Full Frontal
Stephen Soderbergh
Miramax
The connection between the movies and reality preoccupies Steven Soderbergh’s Full Frontal. Questions about the topic abound: What constitutes a movie? What happens to the real-life elements of directors, actors, and screenwriters that seep into their work? How do we make sense of the difference between an actor’s personality and those of the characters he plays? Most importantly, can a movie ever present its audience with a genuinely honest moment, a moment untainted by the tricks of writers, the interpretations of actors, the techniques of directors, and the demands of producers? Soderbergh’s deep engagement with these questions prevents him from offering a direct answer to any of them, but he seems to answer the first implicitly by saying that a movie can be honest, so long as it knows that it’s only a movie—that perhaps the only true connection between a movie and reality is a winking acknowledgement to the audience that everything they have just experienced in the previous two hours is a fake, the result of months of excruciating work. A movie’s only form of sincerity, he seems to be saying, comes when it pulls back the curtain to show us its machinations.

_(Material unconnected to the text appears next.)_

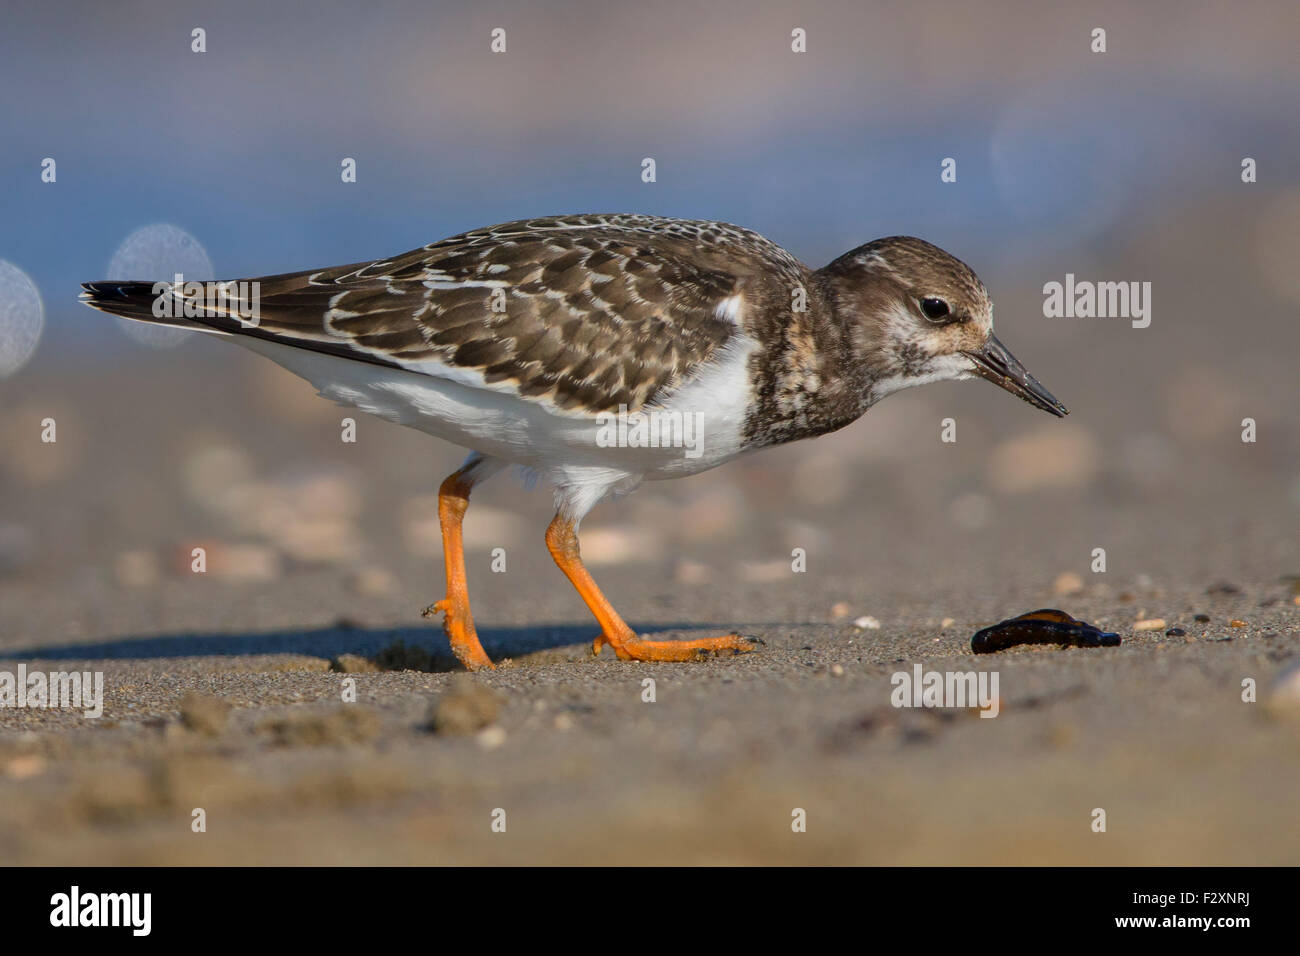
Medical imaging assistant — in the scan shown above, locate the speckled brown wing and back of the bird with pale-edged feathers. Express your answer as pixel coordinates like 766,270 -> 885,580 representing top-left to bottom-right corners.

I have a question of my own to ask at this point: interesting though some of these questions may be, does anything about them necessitate a movie and not, say, an article in a scholarly journal? I’m as pre-occupied with deconstruction as the next university poseur, but something must justify my spending $8.75 to watch Steven Soderbergh’s movie about the movies, which he sloppily (and consciously) produced on a budget of less than $2 million. Frankly, deconstruction isn’t it. The yes-but-why-am-I-watching-it question is as old as the experimental motion picture, and there are really only two possible answers. Either it has something original to say, or it doesn’t have anything original to say but it’s especially funny, or sad, or otherwise engaging along the way. Unfortunately, it’s hard to have something insightful to say about the process of making movies these days, when even the Austin Powers franchise shrugs off its utter indefensibility by showing at every turn that we are, indeed, only watching a movie. Full Frontal had better be awfully entertaining, then.
There are indeed some very funny moments in Full Frontal, courtesy mainly of a succession of celebrity cameos that Soderbergh, with his reputation in Hollywood, can summon at will. (As an aside, though, I wonder whether a dissection of the movie industry is even necessary when Miramax chief Harvey Weinstein’s appearance counts as a celebrity cameo.) Coleman Hough’s screenplay, however, is more of a placid meditation on the movie industry than a parody of its audience-wrenching aspects. Screen time is divided between a movie-within-a-movie (shot on film to help us keep track) in which Julia Roberts and Blair Underwood play, respectively, an entertainment reporter and an up-and-coming actor who fall in love during the course of an interview on a transcontinental flight. The other half of the movie (shot on digital video) follows during a single day the people who made the movie-within-a-movie. One of the writers, played by David Hyde Pierce, loses his magazine job and watches his marriage to a personnel executive played by Catherine Keener suddenly dissolve. The other writer, played by Enrico Colantoni, is busy directing the pair’s next project, a play about Hitler called “The Sound and the Fuhrer” in which the lead actor, played by Nicky Katt, prepares himself by refusing to memorize his lines or take direction of any kind. The movie’s producer, played by David Duchovny, is throwing himself a birthday party—to which all the characters are invited—and bargains for a “happy ending” with his masseuse.
What happens to the characters is of much less significance than what they think, feel, and say, however. That’s a usual crutch for movies about creative people; Ed Harris’ Pollock, to take one example, struggled mightily to show that internal moment of inspiration that drives artists. The emphasis on thought processes is bizarre in this particular movie, however, since its real point is that movies are not so much a creative endeavor as a ruthless business. Hence the obsession with the bottom line, constantly brought up by producers and studio executives, and hence the frustration of actors and writers who dream of making fierce, challenging movies.
For all of its emphasis on the creative process, the message of Full Frontal is that it doesn’t really matter what a director or writer or actor thinks. What ends up on the screen is not anyone’s vision, but instead a weird amalgamation of studio rewrites and focus-group editing that may or may not contain some of what the creators wanted. Soderbergh made Full Frontal in 18 days, insisting that his actors drive themselves to the set, maintain their own hair and make-up, work without a trailer, and work for seriously diminished salaries. Perhaps he saw this as his own way of bucking the studio system he’s criticizing. Perhaps he just wanted to return to his days of making movies like Schizopolis that cineastes adored and nobody else watched. Either way, the rules seem inappropriate: Full Frontal is so obviously an insider’s exercise in self-loathing that it’s hard to take its guerrilla intentions seriously. And unfortunately, it doesn’t bring me any closer to understanding why he made the movie in the first place.